I am from a small town in South India. My parents and extended family are school teachers. Naturally, I wanted to be a teacher when I grew up. But I wanted to “be ambitious,” so I aspired to become a lecturer in a college. That was the extent of my ambition as a young boy.

Then I got into an engineering college. My “ambition” became “a lecturer in an engineering college,” because I thought big!

When in college, I started reading the Bible, which led me to cognitive dissonance. St. Paul says, godliness with contentment is good. He goes on to say, “I have learned to live in abundance and in need.” But this is the man who single-handedly took Christianity to all known parts of the world of his time. He writes about his ambition to spread that idea everywhere. Should I follow what he said or how he walked?
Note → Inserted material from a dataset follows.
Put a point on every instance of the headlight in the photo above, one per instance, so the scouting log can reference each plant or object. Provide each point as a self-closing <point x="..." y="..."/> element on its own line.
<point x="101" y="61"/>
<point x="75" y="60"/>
Should I be content, which leads to lethargy, or should I be ambitious, which seems to lead to pride and disappointment? Is this a paradox to explore or a dissonance to solve?

I read as many books on this topic and listened to philosophers and yogis. I oscillated between experimenting with contentment and ambition. I didn’t get a clear answer. The answer was always right there in front of me, but I had to pursue persistently to show that I was desperate for the answer.

Recently, while thinking more about the topic, everything came together. There are three aspects to life in this context: being, doing, and having.

  • Being - what you are; who you are; what characters you exhibit etc
  • Doing - what you do for yourself, family, and others.
  • Having - what you accumulate in this life - not just tangible things like money, car, and house but also intangible things like fame, network.

I realized that Paul was ambitious in being and doing but content in having.

I should be ambitious in being and becoming a better person; I should be ambitious in doing good for others and myself; I should be ambitious in making this world a better place; I should be ambitious in fulfilling my purpose in this life. It’s no humility to live a lesser life than the one you are capable of living. At the same time, I should be content with what I have achieved, acquired, and accumulated.

As the Chinese say, this is yin and yang. You need to have this duality at the same time. Only then you feel fulfilled. Just because I stumbled on this doesn’t mean I am practicing it, but there is great peace in resolving it.